The Shaky Hands vereinen auf „Lunglight“ das Beste aus drei Welten zu einem aufgeregten Vibrieren: Hier grüßen die Strokes, dort Vampire Weekend – und The Who stehen ja immer Pate, wenn irgendwo Gitarren erklingen

Wie lange ist es her, dass eine Rockband mit ihren Klängen die Welt erschütterte? Sieben Jahre? Im Sommer des Jahres 2001 drang der unerhörte Rock der Strokes aus einer Garage in New York City. Ihr Debüt Is This It beflügelte eine ganze Generation von Jungspunden, Bands zu gründen.
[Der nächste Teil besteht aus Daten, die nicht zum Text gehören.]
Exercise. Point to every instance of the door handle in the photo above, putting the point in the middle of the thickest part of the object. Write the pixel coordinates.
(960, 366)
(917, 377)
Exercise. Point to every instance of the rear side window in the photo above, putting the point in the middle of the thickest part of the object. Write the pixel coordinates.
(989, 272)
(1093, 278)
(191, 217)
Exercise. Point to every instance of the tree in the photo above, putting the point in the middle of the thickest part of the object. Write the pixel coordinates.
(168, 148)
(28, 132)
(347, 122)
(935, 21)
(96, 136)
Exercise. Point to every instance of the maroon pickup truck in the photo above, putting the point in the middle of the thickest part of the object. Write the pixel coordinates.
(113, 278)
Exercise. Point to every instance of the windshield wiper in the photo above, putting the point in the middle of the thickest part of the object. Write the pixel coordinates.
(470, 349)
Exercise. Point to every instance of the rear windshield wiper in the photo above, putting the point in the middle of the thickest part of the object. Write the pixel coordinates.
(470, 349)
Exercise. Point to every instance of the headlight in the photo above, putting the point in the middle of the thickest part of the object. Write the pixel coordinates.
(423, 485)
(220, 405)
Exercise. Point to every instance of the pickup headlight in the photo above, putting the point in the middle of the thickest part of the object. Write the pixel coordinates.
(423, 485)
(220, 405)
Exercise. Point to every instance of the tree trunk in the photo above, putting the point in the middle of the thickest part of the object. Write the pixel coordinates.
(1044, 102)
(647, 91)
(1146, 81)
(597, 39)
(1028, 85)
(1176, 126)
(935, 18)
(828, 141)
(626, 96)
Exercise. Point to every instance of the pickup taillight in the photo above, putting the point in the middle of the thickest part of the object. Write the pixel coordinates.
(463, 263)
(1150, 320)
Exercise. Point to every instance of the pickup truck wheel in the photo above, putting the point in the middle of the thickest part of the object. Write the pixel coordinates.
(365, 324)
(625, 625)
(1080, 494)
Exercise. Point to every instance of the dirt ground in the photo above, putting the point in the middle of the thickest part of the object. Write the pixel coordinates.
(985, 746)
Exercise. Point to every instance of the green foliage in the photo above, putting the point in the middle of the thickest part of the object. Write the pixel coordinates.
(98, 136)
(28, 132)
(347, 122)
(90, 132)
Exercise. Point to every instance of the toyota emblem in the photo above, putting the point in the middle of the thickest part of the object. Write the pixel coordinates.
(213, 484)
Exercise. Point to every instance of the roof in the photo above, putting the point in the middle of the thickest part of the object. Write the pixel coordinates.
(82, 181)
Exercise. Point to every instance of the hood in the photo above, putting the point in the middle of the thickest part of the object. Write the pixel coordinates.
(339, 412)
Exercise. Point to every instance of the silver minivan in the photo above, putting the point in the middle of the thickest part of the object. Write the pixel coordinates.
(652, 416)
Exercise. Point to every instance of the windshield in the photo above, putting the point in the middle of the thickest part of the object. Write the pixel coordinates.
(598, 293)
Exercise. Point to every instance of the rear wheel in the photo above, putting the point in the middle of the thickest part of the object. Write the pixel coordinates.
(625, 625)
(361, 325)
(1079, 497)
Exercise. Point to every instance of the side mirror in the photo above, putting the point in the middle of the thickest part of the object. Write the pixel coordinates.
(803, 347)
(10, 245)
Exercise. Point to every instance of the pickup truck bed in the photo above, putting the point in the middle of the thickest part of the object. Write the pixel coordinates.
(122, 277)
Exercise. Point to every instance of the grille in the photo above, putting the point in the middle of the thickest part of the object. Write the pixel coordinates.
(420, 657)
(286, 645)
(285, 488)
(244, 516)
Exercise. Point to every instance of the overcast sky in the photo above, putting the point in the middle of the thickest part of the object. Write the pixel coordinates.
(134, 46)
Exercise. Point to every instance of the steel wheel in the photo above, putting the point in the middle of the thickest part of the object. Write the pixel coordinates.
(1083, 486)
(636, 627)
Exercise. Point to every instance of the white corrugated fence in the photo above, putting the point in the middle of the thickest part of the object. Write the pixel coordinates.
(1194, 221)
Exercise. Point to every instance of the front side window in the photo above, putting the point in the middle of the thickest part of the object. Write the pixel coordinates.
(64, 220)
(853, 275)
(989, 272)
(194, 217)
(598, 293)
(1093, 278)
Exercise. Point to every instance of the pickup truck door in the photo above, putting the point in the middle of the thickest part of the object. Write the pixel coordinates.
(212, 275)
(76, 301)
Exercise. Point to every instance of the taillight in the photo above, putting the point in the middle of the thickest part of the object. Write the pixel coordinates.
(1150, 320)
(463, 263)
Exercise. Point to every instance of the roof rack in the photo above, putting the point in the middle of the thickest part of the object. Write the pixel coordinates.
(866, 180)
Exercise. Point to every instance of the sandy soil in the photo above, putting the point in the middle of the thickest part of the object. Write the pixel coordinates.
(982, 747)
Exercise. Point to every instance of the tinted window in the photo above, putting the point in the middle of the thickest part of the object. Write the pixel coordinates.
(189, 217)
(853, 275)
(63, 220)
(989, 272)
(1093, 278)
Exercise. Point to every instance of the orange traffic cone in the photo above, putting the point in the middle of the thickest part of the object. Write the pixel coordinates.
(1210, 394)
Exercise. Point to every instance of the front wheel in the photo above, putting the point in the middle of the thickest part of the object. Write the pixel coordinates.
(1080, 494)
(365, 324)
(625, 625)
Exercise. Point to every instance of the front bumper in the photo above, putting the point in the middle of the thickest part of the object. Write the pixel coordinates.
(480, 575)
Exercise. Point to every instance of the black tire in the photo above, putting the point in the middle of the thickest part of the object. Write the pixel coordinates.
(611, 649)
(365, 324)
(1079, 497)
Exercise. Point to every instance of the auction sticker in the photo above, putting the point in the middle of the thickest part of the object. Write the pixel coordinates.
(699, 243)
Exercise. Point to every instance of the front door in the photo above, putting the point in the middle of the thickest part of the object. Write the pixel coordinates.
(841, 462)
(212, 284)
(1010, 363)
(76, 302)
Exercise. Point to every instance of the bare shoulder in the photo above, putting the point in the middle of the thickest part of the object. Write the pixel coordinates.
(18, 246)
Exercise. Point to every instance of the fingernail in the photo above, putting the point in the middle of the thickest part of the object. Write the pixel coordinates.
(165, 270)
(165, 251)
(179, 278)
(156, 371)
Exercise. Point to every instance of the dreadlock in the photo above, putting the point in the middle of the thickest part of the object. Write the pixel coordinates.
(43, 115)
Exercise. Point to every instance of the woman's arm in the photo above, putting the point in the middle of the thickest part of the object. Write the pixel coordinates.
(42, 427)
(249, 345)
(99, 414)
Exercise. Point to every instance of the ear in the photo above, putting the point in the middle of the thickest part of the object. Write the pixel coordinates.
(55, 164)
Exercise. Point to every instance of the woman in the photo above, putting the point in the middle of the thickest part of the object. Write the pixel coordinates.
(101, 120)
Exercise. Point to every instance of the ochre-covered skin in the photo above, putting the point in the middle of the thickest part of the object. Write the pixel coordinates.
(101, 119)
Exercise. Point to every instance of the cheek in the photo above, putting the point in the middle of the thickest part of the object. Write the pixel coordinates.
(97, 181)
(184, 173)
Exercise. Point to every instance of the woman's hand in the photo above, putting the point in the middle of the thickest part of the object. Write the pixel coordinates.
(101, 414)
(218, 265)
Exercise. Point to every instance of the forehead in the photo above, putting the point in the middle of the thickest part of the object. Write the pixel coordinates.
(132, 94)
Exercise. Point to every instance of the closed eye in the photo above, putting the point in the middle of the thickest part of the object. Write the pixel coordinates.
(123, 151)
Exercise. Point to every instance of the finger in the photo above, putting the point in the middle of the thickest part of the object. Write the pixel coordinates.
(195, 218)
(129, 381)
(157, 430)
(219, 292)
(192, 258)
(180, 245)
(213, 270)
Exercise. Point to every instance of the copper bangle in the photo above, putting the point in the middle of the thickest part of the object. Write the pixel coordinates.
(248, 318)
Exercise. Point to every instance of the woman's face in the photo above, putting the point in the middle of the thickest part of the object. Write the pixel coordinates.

Seitdem ist die Rockmusik nicht schlechter geworden, allein der schiere Überfluss des Hörbaren hat eine gewisse Abgeklärtheit gebracht. Selbst die von den Plattenfirmen vor jeder Neuveröffentlichung versprühte Euphorie erfasst heute niemanden mehr, das Vokabular des Sensationellen klingt längst schal. Eine frische Brise jagten vor exakt einem Jahr Vampire Weekend durch den Rock, pfiffig bedienten sie sich afrikanischer Rhythmik und charmanter Melodien – mal sehen, wie lange das im Gedächtnis bleibt. Noch ist es da.

Wohl auch bei vier jungen Männern aus Portland, Oregon: Beseelt von den lakonisch plaudernden Gitarren der Strokes und dem vertrackten Flirren von Vampire Weekend suhlen sich The Shaky Hands in einer von The Who angerührten Matschpfütze. Deren Mary Anne With The Shaky Hand stand nicht zuletzt bei der Namensgebung Pate – wie jede ordentliche Rockband wollen auch The Shaky Hands ein bisschen klingen wie die Urrocker aus England.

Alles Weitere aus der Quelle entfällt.